Almost imperceptibly, Glen was, in fact, making progress. Now, finally, the inviting woodland was within rock throwing distance. Well, that would be true if Glen had felt strong enough to actually throw a rock. He didn’t. His whole world was caught up in dragging the heavy litter. Carefully constructed by his own hand, the rudimentary travois cradled his friend. Next to his sweetheart, Lillie, Stan Calderbank was his best friend in the world. Glen’s mind wandered from his burning limbs to a much more inviting prospect. The smiling face he could now see in his waking dream, belonged to that of his Lillie. “Will I ever see her again?” His wildly pounding heart longed to be in her congenial company—to hold her in his arms—to kiss her softly and tell her that he was safe.
“Glen?” Stan’s strained voice ruptured Glen’s delicate bubble of remembrance.

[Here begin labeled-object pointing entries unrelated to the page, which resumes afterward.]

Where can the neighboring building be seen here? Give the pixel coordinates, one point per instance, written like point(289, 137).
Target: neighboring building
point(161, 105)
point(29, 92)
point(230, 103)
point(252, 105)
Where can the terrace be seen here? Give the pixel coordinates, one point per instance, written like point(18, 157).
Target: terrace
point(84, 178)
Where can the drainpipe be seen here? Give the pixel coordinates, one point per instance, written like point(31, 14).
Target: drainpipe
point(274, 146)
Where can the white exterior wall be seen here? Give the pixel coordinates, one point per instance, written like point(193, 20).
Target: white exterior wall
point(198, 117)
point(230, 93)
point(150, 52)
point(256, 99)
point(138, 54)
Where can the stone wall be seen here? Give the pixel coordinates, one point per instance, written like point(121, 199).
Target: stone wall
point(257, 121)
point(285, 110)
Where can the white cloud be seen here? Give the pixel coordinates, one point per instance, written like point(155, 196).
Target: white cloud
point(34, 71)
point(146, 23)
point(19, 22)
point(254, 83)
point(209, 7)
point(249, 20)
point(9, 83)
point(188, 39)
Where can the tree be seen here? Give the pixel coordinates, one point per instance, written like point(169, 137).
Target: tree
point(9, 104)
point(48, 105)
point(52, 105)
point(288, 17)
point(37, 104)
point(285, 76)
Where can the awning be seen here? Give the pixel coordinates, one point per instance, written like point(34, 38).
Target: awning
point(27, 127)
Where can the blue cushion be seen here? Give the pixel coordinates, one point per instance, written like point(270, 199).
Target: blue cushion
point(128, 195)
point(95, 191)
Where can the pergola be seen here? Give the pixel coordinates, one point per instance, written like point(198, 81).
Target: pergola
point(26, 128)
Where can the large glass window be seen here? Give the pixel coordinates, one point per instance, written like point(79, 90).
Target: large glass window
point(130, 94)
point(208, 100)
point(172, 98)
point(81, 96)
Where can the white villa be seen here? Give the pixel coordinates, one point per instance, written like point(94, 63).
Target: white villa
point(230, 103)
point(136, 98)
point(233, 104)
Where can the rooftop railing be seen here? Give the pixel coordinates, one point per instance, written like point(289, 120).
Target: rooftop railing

The winded Scotsman stopped. Turning his head he listened for the big man to finish his sentence.
“I have to… go to… the bathroom.” The big man sounded anything but laid-back and relaxed. The foot, belonging to his good leg, was pressed against the lower cross member of the travois. Stan’s big hands gripped the long poles that ran upwards past his sides and into his friends gloved hands. The big man’s face bore a thin sheen of sweat.
Glen frowned. He hung his head wearily. “I guess that was inevitable!” He muttered imperceptibly. “Ok” He conceded, this time loud enough for Stan to hear him. “I guess it’s better to take care of that on these rocks than on the trail!”
Twenty minutes later, Glen stood, once again, at the head of the travois, pulling. At his back, the big man lay on the lurching litter. The trail was less than one hundred feet ahead. The small man’s eyes focussed on a fleeting patch of smooth dirt. “Come on Glen!” He cried out within his fragmented mind. “Just a little bit more and then you can rest!”
“All that effort for one minute’s worth of relief!” Stan thought darkly, shaking his head. He was still wheezing and groaning from his restroom ordeal. Tears trickled from the tightly closed corners of the big man’s eyes. “How can I endure this pain?” The distressing dismount from the travois, the act of sitting up to relieve himself, the insufferable slide back onto the litter’s slippery surface—all the events had been excruciating. Ragged gasps attempted to quell Stan’s racing heartbeat. His head spun! He even felt nauseated! “I’m definitely ill and at the mercy of a merciless plague of pain!”